At the much-heralded climate summit in Copenhagen in 2009, world leaders agreed to limit manmade global warming to less than 2°C (3.6°F) above preindustrial levels. The agreement at Copenhagen, however, and in multiple rounds of subsequent negotiations, hasn’t led countries to make actual commitments to the kind of emissions reductions that would put the world on a path to meeting that 2°C target.
According to a new study published in Proceedings of the National Academy of Sciences, however, this seeming inconsistency is not just unsurprising: it was inevitable. By focusing on the 2°C goal, negotiators inadvertently guaranteed that their efforts would fail, because there’s no hard evidence that any specific temperature target marks a dangerous threshold, with clear consequences for crossing it (instead, there is plenty of evidence that more and faster warming entails greater risks of major consequences, such as the collapse of the polar ice sheets). This uncertainty, the study argues, provides an incentive for countries to be free-loaders, jumping on board with the agreement without making potentially costly emissions reductions.
The U.N. Climate talks in Copenhagen.
The main message, therefore, is that countries should not rely so much on the notion of a climate change “red line,” beyond which catastrophe could occur, as the basis for making emissions reduction commitments.

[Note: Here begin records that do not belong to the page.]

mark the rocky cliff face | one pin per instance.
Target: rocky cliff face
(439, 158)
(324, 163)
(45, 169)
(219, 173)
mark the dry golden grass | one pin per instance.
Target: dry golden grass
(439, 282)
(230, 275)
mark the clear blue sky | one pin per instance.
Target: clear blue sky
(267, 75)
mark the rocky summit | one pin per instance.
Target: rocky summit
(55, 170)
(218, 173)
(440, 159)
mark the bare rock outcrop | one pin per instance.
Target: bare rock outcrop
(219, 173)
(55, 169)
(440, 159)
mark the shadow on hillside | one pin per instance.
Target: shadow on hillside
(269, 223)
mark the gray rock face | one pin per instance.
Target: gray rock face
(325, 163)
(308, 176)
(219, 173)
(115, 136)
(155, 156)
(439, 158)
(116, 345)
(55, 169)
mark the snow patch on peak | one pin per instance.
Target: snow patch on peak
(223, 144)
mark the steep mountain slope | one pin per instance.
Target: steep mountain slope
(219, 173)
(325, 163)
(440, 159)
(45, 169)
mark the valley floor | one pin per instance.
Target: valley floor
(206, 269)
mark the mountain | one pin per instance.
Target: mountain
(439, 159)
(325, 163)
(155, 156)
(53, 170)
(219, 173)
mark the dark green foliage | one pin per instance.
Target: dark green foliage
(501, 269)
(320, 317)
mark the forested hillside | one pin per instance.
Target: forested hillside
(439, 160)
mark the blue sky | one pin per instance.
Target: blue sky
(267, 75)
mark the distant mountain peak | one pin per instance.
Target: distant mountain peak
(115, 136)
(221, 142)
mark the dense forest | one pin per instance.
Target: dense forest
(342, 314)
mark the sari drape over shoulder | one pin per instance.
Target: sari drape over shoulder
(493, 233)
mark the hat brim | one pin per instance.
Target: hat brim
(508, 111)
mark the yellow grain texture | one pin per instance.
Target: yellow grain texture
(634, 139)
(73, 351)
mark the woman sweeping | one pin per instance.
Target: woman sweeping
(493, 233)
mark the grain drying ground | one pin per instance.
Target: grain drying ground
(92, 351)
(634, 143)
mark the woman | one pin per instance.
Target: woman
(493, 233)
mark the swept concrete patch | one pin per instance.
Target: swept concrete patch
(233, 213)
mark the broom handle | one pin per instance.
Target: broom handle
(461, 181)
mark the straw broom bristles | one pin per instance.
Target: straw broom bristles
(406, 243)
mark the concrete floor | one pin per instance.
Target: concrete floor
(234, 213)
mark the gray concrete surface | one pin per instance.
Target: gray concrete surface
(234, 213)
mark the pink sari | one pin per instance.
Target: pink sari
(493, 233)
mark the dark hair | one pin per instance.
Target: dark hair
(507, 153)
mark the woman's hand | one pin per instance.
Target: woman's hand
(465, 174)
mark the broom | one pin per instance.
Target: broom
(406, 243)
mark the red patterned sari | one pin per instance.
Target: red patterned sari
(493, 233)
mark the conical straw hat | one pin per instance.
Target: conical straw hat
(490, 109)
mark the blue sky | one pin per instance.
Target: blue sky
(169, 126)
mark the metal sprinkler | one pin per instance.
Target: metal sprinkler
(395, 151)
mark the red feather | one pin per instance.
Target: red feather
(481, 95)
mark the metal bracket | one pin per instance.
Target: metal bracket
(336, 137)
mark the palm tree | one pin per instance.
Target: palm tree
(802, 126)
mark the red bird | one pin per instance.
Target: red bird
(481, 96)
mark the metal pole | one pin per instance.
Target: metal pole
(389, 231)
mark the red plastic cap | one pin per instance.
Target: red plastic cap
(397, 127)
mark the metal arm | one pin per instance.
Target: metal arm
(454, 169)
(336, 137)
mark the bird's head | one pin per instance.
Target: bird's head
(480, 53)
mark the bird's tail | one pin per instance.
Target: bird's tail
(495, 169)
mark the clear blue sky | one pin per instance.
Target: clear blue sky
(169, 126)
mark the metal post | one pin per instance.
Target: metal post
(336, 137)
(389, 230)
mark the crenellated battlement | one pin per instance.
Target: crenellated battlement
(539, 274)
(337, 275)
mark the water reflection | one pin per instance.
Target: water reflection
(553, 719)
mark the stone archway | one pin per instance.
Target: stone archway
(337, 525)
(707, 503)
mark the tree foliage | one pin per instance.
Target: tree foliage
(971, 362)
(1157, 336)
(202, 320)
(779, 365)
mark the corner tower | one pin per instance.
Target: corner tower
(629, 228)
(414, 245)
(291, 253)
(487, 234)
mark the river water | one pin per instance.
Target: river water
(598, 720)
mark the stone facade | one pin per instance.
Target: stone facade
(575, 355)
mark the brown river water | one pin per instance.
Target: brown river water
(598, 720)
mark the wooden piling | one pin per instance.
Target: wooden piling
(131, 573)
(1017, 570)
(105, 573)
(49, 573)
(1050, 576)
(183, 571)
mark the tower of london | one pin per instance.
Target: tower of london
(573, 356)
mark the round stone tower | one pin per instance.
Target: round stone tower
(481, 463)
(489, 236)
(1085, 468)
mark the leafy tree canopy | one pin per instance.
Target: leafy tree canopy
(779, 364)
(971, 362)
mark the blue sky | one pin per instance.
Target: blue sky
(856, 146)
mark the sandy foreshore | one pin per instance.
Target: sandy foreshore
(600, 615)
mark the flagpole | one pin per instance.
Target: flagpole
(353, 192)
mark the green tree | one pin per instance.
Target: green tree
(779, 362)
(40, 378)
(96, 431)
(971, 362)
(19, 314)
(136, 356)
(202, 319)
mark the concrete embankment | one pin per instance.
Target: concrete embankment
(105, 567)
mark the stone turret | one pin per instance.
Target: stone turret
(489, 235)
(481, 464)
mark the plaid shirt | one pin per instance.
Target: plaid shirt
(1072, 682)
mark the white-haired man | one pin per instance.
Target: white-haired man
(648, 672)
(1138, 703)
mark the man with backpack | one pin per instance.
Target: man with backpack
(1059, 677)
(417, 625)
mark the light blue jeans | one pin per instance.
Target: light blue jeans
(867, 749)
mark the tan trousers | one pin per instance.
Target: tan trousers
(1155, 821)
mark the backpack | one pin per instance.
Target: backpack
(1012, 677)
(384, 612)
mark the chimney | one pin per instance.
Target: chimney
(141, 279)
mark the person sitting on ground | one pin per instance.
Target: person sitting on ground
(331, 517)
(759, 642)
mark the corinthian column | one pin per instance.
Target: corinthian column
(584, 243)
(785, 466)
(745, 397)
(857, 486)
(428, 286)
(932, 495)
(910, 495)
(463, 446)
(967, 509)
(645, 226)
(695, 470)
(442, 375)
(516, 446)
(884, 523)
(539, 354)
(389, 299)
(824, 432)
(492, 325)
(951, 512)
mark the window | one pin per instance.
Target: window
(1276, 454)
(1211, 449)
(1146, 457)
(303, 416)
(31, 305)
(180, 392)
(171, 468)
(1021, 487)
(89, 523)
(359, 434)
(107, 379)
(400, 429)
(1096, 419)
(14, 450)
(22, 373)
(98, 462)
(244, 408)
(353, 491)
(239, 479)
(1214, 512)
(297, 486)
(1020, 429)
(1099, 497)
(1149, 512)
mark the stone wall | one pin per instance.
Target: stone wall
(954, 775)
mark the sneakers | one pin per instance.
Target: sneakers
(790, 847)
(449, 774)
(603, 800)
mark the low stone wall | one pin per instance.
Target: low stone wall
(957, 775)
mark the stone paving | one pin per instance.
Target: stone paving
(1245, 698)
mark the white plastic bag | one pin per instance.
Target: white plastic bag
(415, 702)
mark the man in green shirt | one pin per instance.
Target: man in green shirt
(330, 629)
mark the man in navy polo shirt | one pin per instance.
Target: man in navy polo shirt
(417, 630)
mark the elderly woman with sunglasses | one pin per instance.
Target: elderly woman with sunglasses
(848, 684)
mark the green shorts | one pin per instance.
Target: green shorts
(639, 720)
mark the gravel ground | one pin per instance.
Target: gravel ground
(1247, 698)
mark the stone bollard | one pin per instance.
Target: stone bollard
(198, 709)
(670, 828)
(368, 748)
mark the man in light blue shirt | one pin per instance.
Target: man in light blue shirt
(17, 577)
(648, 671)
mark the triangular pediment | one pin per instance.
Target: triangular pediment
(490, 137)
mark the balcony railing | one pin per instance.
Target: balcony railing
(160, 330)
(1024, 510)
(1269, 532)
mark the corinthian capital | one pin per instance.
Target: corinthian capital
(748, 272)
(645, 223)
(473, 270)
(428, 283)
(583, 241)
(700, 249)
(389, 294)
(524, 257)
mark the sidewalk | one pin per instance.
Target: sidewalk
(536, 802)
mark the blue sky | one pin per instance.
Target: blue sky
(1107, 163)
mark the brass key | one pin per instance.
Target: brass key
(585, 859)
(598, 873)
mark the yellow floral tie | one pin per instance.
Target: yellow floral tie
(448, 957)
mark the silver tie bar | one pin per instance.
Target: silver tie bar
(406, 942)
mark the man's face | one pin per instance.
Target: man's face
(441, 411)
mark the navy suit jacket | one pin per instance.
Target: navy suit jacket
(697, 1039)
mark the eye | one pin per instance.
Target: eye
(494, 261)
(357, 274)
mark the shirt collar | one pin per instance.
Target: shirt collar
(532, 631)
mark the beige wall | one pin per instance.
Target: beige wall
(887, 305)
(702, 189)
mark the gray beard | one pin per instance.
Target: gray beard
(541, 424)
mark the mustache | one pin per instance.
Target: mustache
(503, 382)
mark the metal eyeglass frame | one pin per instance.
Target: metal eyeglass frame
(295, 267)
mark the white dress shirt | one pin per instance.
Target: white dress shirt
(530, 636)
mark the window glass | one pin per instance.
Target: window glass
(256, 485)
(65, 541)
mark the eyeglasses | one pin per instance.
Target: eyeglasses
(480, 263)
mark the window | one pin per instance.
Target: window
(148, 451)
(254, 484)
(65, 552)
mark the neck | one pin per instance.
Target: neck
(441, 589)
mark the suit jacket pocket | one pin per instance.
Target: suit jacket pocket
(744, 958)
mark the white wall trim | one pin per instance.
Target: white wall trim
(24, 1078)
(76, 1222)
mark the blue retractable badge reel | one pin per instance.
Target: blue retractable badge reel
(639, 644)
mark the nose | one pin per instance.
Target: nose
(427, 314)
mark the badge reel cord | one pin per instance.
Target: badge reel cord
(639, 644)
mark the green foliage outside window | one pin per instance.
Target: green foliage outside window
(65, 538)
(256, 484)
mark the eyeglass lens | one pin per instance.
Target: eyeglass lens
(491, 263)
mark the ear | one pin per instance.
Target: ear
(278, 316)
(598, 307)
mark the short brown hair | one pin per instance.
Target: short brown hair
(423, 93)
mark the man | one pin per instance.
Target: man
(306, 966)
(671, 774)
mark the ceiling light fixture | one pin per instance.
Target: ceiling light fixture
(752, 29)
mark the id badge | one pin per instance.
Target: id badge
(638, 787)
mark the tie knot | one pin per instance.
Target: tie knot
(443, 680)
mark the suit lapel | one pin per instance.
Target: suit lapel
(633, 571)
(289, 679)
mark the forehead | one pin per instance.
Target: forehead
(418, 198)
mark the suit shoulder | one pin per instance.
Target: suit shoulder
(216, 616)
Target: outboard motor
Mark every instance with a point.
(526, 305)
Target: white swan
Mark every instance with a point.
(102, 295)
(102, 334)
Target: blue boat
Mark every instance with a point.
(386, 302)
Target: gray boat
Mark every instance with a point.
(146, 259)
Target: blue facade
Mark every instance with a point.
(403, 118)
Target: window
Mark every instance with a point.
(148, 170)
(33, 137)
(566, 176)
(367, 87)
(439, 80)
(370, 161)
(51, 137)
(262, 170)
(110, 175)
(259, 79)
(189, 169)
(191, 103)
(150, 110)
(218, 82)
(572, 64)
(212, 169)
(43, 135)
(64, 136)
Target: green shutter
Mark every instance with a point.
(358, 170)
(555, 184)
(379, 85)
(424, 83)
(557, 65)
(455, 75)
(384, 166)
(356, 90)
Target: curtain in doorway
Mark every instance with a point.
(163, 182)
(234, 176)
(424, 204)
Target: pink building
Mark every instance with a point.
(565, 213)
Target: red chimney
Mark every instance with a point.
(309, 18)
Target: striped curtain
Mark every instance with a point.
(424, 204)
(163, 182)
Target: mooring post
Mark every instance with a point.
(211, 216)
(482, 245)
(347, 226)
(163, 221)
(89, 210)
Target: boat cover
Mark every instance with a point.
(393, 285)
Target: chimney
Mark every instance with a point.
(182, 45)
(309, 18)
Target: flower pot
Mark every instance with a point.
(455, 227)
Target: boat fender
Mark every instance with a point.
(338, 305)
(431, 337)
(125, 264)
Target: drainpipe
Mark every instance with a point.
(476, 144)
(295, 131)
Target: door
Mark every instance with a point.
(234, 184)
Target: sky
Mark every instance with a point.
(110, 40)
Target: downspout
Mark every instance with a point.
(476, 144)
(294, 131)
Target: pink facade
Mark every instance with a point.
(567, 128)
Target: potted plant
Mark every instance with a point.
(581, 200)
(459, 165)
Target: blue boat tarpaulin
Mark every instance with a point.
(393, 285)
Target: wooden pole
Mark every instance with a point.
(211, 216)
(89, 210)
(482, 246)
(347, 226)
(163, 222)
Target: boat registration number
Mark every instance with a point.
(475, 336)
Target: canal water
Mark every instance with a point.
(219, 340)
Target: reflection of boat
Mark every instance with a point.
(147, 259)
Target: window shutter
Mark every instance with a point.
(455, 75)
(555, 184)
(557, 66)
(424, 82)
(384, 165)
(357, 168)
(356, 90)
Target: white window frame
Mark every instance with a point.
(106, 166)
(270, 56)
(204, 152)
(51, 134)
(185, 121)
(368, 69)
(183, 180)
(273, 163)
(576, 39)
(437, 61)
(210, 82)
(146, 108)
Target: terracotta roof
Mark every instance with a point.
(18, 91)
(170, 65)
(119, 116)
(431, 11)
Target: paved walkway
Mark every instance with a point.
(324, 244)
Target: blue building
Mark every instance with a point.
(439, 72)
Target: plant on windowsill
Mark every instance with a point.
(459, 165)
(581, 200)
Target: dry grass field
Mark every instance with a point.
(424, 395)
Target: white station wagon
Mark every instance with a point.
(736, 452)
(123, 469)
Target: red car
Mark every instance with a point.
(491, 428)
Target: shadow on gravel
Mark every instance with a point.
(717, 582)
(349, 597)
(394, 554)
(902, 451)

This might come as a surprise to political leaders, who for more than two decades have struggled to reach agreement on what level of temperature change, or what atmospheric concentration of planet warming greenhouse gases, would constitute “dangerous human interference” with the climate. For them, just agreeing to the two-degree target was viewed as an accomplishment in Copenhagen.
The study is based on results from a simulation game played by 400 students, who played the game for real money. The students can be thought of as climate negotiators. Scott Barrett, a professor at Columbia University’s Earth Institute and a coauthor of the study, said that in practically every simulation, despite having the equivalent of a temperature target to shoot for, the players in the game committed to emissions limits that allowed the amount of planet warming greenhouse gases in the atmosphere to soar to what would almost certainly be “catastrophic” levels.
The problem, Barrett said, is that unless uncertainty about the threshold can be reduced to near-zero, individual countries have an incentive to do less than what would be required to avoid exceeding the threshold. In reality, this uncertainty can never be reduced to near-zero, Barrett said, because of the inherent scientific unknowns about what causes abrupt and catastrophic climate change.
If uncertainty could be reduced to near-zero, though, climate negotiations would be transformed from a classic “prisoner’s dilemma,” in which countries have a perverse incentive to do less than what is required in order to solve a shared problem, and into a coordination game, in which countries would work with one another to ensure they are making sufficient commitments to meet a collective goal.
“The long history of climate talks and climate behavior is pretty clear, countries say one thing and do another,” Barrett said. He said this study, which shows that identifying a “red line” may actually hinder policy action, provides new insight into the failure of international climate talks.
“The purpose of all this research is to understand first of all why things have gone wrong,” he said. “You need a proper diagnosis of the illness before you order treatment.”
Barrett said negotiators should seek ways around the “prisoner’s dilemma,” perhaps by designing a series of smaller agreements that target individual greenhouse gases, rather than trying to craft an all-encompassing treaty that sets emissions reduction goals for entire economies.
The next round of U.N. climate talks kick off on November 26 in Doha, Qatar.